Our company hosts a bi-weekly gathering of local Christian oriented businesses and business leaders. During one of the recent meetings Pastor, Author, Entrepreneur and Leader, David Clarke, gave a speech on Asking Questions. His Questions and advice to leaders of business, groups or teams got me thinking about how I wished someone had given me more advice like this when I was starting out.
My business school education gave me plenty of knowledge about insurance, business law, accounting, marketing and the like, but no real practical advice on how to lead people, what does that look like? what does it feel like? So thanks to David Clarke and my own hard knocks lessons here are my 6 things I wish someone had taken the time to tell me.
1. Be focused on being the student more than being a teacher
New leaders often feel the need to prove themselves by showing how smart they are, how they always have the right answer, and feeling compelled to teach others how to do things the right way. While knowing what to do, being aware of how to do it and being able to teach are all very important, it is often just as important to let your team teach you. let them explain things in detail, make them learn something and then teach you, let them own knowing what to do, otherwise you will find you never really empower them and will often find yourself staying late doing everything yourself and being frustrated with your team.
2. Ask questions. Without questions you cannot get answers
Asking questions, the right questions, is often as hard to learn to do as being a student, but unless you put your ego to the side and ask good probing and challenging questions, you will miss a lot of good opportunities to allow your team to grow and the chance to learn something new or see a different perspective on things.
3. Don’t get so busy doing, that you do not have time to think about “why” you are doing and “If” you are doing the right things
Urgency and Effort all very important to achieving results, which most leaders are ultimately measured on, but sometimes we can get so caught up on doing that we forget to make sure we are doing the right things or for the right reasons. In your zeal to accomplish, never forget to take time to stop and reflect on the “why” and “if”. Challenge your team to challenge you and themselves on this as well. Otherwise you and your team could fall into the trap of “doing it because you have always done it”, or wind up climbing up a ladder that is on the wrong wall.
4. Be curious, never stop growing
David Clarke, has built his entire success and his platform on this simple mantra, be curious. Only the curious look for and take the time to understand why something is the way it is. Only the curious take the time to see if there is a better way, are we missing opportunities, is there a better way, can we create something unique, what problems exist that most others don’t even know exist? Being curious will require you to ask more questions, learn new things, seek advice, and develop relationships… All things that will help you develop as a great leader.

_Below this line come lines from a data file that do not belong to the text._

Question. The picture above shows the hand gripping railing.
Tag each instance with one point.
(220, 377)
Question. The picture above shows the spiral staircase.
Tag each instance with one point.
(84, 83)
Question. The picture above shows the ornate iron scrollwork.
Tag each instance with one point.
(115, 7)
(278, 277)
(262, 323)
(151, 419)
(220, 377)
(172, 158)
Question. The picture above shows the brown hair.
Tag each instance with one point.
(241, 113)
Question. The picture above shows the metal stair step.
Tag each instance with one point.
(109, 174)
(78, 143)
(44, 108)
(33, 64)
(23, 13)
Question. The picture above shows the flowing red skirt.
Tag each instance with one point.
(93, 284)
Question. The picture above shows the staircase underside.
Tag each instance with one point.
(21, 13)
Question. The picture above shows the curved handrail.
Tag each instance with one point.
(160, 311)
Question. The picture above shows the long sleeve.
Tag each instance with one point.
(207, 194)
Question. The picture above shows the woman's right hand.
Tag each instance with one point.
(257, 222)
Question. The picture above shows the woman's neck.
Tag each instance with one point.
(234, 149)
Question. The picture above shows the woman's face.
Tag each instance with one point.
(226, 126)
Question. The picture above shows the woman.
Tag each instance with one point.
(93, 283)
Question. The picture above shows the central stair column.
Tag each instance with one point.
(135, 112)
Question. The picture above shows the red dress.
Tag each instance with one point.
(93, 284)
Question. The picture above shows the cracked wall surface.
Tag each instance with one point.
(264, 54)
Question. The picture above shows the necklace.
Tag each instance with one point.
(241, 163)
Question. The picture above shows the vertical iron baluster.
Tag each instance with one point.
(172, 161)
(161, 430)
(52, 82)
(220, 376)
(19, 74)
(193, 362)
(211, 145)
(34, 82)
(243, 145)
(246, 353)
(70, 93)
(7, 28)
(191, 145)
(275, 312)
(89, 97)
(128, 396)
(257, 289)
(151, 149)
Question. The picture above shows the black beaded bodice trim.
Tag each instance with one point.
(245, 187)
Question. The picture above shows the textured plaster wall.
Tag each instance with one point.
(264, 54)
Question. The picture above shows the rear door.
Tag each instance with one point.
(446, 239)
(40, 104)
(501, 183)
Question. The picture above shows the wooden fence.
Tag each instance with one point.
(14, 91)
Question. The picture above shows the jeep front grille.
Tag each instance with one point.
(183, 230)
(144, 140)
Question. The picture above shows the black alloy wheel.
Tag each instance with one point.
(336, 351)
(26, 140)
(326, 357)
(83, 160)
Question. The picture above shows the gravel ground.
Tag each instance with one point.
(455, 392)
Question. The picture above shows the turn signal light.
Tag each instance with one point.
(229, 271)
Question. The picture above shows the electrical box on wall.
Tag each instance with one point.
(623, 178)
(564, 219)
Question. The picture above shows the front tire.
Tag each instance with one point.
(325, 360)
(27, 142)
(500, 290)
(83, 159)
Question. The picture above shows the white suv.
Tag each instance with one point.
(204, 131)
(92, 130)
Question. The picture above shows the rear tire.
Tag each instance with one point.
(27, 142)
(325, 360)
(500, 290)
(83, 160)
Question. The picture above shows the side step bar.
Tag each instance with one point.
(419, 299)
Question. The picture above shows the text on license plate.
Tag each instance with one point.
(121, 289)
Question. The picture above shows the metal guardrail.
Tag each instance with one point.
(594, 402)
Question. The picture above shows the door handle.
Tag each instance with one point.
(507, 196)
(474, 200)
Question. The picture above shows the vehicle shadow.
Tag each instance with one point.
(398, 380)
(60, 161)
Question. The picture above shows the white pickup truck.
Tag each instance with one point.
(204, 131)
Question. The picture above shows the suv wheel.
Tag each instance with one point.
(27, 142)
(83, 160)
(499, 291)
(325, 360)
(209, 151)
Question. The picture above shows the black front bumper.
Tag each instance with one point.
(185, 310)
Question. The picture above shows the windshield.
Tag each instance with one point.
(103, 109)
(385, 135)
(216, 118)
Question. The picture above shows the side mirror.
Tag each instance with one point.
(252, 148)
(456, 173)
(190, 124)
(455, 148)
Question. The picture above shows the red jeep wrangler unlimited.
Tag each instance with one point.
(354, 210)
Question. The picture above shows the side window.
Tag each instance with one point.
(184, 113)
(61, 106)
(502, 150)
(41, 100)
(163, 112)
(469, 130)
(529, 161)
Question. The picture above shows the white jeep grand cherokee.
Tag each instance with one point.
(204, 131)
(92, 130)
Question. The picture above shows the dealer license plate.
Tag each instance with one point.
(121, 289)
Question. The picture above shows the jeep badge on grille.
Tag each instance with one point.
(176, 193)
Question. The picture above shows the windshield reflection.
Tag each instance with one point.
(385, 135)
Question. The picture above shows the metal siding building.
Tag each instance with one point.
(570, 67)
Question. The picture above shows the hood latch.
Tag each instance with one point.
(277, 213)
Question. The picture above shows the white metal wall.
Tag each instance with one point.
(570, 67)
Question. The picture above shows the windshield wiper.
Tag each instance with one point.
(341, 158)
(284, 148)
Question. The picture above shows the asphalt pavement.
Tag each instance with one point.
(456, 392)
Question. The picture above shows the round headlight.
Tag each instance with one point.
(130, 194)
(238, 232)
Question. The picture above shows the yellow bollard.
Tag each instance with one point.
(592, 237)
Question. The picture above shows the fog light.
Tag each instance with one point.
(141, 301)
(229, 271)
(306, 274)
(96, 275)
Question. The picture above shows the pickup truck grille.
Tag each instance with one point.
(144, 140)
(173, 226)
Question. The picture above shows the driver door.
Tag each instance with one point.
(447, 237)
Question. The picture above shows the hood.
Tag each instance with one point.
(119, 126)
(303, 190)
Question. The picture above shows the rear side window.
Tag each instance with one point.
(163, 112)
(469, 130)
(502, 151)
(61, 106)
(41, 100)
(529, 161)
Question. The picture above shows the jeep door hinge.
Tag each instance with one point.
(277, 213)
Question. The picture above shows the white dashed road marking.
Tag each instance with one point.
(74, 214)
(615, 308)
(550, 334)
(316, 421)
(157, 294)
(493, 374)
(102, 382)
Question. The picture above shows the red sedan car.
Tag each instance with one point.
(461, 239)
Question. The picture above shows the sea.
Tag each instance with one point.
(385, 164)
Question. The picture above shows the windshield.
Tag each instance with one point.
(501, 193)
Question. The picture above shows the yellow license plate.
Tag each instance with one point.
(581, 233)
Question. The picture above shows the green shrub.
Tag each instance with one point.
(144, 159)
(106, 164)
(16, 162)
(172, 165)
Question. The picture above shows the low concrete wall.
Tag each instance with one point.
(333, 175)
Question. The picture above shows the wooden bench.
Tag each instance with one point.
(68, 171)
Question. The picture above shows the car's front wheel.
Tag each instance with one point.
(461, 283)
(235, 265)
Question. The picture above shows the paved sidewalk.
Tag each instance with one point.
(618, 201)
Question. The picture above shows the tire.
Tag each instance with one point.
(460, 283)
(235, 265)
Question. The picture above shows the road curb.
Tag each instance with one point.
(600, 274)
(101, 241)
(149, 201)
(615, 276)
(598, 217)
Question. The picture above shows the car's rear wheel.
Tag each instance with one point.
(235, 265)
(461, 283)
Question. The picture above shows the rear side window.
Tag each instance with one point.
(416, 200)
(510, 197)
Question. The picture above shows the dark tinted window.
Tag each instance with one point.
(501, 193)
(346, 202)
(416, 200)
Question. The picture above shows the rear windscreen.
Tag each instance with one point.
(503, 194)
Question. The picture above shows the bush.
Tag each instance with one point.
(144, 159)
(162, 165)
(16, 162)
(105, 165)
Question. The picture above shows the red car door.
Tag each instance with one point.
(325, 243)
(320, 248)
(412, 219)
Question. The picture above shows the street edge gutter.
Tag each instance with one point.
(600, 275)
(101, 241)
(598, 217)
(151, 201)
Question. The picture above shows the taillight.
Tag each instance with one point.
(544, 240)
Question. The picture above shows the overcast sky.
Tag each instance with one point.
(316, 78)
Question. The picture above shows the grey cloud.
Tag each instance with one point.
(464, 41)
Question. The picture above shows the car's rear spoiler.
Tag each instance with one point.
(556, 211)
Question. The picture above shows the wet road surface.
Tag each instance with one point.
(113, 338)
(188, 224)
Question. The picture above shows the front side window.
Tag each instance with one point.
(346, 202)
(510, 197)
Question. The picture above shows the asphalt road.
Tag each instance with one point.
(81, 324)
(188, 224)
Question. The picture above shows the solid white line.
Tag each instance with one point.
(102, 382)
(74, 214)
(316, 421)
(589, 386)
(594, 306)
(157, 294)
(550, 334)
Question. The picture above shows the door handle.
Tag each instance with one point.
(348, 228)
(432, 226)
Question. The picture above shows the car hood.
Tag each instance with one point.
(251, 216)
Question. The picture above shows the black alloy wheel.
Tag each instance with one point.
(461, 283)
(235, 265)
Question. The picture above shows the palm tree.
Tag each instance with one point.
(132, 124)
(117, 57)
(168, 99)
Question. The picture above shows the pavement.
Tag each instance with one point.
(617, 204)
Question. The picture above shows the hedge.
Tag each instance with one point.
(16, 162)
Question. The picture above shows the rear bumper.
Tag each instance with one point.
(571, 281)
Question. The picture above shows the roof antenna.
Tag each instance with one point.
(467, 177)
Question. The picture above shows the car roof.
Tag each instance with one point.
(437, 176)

5. Never assume because of how good you have been, that you will be that good in the future
This advice speaks to the heart of being humble or complacent. Some people might describe it as being cocky, that works too. when I first started out, success seemed to come easy, I thought it was because of my skills, hard work, preparation, relentlessness, etc. In other words I thought I was the reason for my success. What any leader who has been a leader long enough will find out, that while practice, learning, preparation and perseverance are all important for setting you up for success sometimes it is blind luck that you win or loose. Just ask any professional athlete who dedicates his life to his sport and loses because of a gust of wind, a bad bounce, or tripping over a clump of grass.
So never let your ego get in the way of reality and never assume you have all the right answers, always refer back to lessons 1 – 4.
6. Be grateful, don’t be blind to what is working
Natural born leaders, if there is such a thing, tend to be perfectionist, high achievers, or even hyper responsible individuals. So much so that we can often be so focused on finding and eliminating problems and weaknesses that we can tend to take for granted all the great things we and those around us are actually doing.
This is probably my biggest weakness as a leader for my own team. I think it comes from spending so much time as an athlete where coaches, or at least mine, were constantly trying to find one more second in the mile, or 3 more centimeters in the pole vault or one more meter in the javelin throw. I simply grew up thinking this was the way you helped your team. While I understand why they did this it left me with a missing and critical piece of the leadership lessons I would end up learning the hard way.
If you never take time to focus on what you are doing good, what your team and organization are doing good, you can wind up burning them out, making them feel unappreciated and decrease engagement and performance of your team. All in the name of “making them better”.
You see, these 6 lessons took me over 20 years to learn, many I am still working hard to perfect, though I do stop and give myself a break once in a while and give myself a pat on the back for having learned to be curious, ask questions, allow others to teach me, be more humble and take time to “smell the roses”.